“Nella cappella de S.ta Catharina sta il corpo del cardinale Egidio Spagnolo il quale vedé il corpo de S.to Francesco et pagò cento Milia scutj per fabrica del convento”. È quanto racconta il Libro dei morti della chiesa di San Francesco nell’anno 1509, ma è tutto vero o è una mezza verità? Perché la cappella di Santa Caterina posta in fondo al nartece d’accesso nella chiesa di sotto di San Francesco esisteva prima che Egidio de Albornoz riportasse sotto il dominio della Chiesa di Roma le città che se ne erano allontanate al tempo del lungo autoesilio avignonese dei papi: non fu dunque il cardinale a farla costruire, come dimostrano le vetrate riconducibili a Giovanni di Bonino che vi s’incontrano, nelle quali non compare l’insegna del cardinale come invece accade in quasi tutte le vetrate delle cappelle fatte decorare da donatori particolari.
Quando Innocenzo VI pensò fosse giunto il tempo di tornare a Roma e nominò l’Albornoz suo legato per l’Italia, nel 1353 questo percorse la penisola alla testa di un piccolo esercito, alternando successi militari a una notevole abilità diplomatica, che gli permisero di vincere le resistenze di gran parte delle città dell’Italia centrale, dove fece poi edificare un gran numero di cittadelle fortificate tra Lazio, Umbra, Marche e Romagna, destinate a ospitare una guarnigione che controllasse dall’alto i cittadini come sudditi.

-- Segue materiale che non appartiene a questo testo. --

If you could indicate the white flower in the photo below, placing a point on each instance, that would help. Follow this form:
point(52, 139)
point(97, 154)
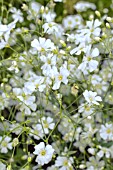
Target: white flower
point(91, 97)
point(64, 163)
point(49, 61)
point(42, 44)
point(14, 67)
point(60, 77)
point(50, 28)
point(106, 131)
point(88, 62)
point(17, 14)
point(83, 6)
point(2, 166)
point(72, 21)
point(49, 16)
point(5, 33)
point(44, 153)
point(37, 131)
point(5, 144)
point(91, 31)
point(47, 124)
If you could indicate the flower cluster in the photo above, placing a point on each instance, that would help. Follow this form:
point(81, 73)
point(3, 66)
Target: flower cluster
point(56, 86)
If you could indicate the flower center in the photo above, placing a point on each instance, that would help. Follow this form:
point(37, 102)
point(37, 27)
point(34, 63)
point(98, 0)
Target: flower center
point(49, 61)
point(4, 144)
point(43, 152)
point(69, 22)
point(89, 58)
point(108, 131)
point(65, 163)
point(60, 77)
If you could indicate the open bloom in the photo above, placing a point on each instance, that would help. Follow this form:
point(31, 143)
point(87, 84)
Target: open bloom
point(106, 131)
point(61, 77)
point(42, 44)
point(5, 144)
point(88, 62)
point(91, 97)
point(64, 163)
point(44, 153)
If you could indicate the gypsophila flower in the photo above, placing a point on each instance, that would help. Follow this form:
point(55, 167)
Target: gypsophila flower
point(106, 131)
point(5, 144)
point(44, 153)
point(64, 163)
point(91, 97)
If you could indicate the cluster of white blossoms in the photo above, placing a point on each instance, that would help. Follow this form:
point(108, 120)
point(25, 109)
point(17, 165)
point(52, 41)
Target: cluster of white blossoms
point(56, 86)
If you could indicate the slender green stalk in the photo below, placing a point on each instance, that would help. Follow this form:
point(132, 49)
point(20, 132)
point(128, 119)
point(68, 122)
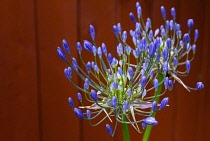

Non tutte le città accolsero con sospetto il legato papale. Assisi ad esempio lo accolse come un liberatore e in cambio questi ne fece restaurare le porte delle mura abbattute nel 1322 nella guerra contro Perugia, oltre a riedificare nel 1367 la rocca in vetta al colle che gli assisani avevano abbattuto nel 1198 alla morte dell’imperatore Enrico VI. Sopra l’ingresso della Rocca e sulle porte delle mura si vedono gli stemmi di Urbano V, le chiavi incrociate della Chiesa, del cardinale Albanese, di Egidio Albornoz e della famiglia Boncompagni: blasoni danneggiati nei moti rivoluzionari del 1848.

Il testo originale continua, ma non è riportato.